PBS - The Civil War (HD) (1990) Part 8 War is All Hell

PBS - The Civil War (HD) (1990) Part 8 War is All Hell

The Civil War was fought in 10,000 places, from Valverde, New Mexico, and Tullahoma, Tennessee, to St. Albans, Vermont, and Fernandina on the Florida coast. More than 3 million Americans fought in it, and over 600,000 men, 2 percent of the population, died in it.

American homes became headquarters, American churches and schoolhouses sheltered the dying, and huge foraging armies swept across American farms and burned American towns. Americans slaughtered one another wholesale, right here in America in their own cornfields and peach orchards, along familiar roads and by waters with old American names.

In two days at Shiloh, on the banks of the Tennessee River, more American men fell than in all the previous American wars combined. At Cold Harbor, some 7,000 Americans fell in twenty minutes. Men who had never strayed twenty miles from their own front doors now found themselves soldiers in great armies, fighting epic battles hundreds of miles from home. They knew they were making history, and it was the greatest adventure of their lives.
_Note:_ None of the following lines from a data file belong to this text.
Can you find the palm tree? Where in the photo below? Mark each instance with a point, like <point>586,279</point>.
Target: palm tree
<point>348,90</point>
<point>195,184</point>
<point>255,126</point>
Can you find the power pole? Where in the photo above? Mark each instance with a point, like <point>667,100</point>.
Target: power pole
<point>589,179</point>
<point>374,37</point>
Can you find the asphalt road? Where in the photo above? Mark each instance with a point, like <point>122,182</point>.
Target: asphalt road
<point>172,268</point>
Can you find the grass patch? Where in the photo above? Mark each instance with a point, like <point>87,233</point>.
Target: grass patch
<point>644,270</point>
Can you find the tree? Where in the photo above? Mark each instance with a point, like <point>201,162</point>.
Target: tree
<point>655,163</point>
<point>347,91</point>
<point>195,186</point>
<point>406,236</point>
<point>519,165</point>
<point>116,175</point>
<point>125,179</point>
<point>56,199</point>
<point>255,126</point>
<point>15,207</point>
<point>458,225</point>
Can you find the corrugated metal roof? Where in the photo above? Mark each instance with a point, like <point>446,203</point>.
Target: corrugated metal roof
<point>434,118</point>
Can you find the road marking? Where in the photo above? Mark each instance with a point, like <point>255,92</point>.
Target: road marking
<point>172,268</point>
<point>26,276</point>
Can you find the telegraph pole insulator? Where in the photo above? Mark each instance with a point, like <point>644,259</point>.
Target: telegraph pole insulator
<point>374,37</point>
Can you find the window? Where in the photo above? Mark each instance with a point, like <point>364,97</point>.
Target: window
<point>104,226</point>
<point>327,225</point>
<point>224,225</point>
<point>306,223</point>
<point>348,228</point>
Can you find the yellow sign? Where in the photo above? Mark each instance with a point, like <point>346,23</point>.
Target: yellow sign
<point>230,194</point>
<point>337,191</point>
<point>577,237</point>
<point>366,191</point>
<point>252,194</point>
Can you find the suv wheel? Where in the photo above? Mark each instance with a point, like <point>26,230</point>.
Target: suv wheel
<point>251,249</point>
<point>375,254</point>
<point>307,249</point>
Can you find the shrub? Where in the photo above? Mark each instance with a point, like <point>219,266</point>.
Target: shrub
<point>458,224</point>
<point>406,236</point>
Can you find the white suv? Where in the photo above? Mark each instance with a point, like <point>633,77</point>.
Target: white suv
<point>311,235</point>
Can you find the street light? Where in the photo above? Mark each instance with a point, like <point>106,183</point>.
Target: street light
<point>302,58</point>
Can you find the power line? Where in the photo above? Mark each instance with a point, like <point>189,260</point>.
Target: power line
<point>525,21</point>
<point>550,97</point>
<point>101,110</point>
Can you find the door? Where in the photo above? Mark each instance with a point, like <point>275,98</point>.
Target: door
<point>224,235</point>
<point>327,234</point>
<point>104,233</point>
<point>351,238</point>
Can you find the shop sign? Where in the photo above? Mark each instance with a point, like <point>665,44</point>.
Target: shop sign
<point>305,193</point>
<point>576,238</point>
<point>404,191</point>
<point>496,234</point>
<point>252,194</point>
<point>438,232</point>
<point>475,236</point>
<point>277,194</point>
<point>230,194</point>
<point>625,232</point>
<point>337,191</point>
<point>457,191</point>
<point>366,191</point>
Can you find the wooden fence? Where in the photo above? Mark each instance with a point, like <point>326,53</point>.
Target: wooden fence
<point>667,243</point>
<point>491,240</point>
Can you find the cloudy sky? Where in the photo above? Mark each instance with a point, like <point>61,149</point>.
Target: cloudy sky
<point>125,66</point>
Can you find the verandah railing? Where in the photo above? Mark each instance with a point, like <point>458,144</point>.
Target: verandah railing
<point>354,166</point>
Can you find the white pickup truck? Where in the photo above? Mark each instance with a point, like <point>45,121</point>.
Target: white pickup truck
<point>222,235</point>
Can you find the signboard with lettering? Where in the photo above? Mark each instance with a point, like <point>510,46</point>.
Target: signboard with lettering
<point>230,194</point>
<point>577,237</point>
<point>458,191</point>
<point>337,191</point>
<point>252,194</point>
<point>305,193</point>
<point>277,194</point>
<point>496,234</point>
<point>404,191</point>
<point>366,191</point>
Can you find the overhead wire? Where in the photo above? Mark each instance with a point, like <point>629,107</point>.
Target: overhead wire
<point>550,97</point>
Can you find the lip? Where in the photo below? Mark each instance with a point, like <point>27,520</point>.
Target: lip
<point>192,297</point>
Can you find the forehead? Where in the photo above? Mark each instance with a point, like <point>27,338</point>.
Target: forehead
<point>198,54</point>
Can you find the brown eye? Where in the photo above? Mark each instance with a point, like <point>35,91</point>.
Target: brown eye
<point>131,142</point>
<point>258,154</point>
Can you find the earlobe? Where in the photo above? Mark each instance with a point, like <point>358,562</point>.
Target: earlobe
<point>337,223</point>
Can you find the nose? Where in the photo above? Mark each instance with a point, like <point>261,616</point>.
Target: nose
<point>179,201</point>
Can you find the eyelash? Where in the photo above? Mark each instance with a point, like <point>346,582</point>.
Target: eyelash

The Civil War has been given many names the War Between the States, the War Against Northern Aggression, the Second American Revolution, the Lost Cause, the War of the Rebellion, the Brothers’ War, the Late Unpleasantness. Walt Whitman called it the War of Attempted Secession. Confederate General Joseph Johnston called it the War Against the States. By whatever name, it was unquestionably the most important event in the life of the nation. It saw the end of slavery and the downfall of a southern planter aristocracy. It was the watershed of a new political and economic order, and the beginning of big industry, big business, big government. It was the first modern war and, for Americans, the costliest, yielding the most American fatalities and the greatest domestic suffering, spiritually and physically. It was the most horrible, necessary, intimate, acrimonious, mean-spirited, and heroic conflict the nation has ever known.

Part 8 War is All Hell

The episode begins with William Tecumseh Sherman’s brilliant march to the sea, which brings the war to the heart of Georgia and the Carolinas and spells the end of the Confederacy. In March, following Lincoln’s second inauguration, first Petersburg and then Richmond finally fall to Grant’s army. Lee’s tattered Army of Northern Virginia flees westward towards a tiny crossroads town called Appomattox Court House. There the dramatic and deeply moving surrender of Lee to Grant takes place. The episode ends in Washington where John Wilkes Booth begins to dream of vengeance for the South.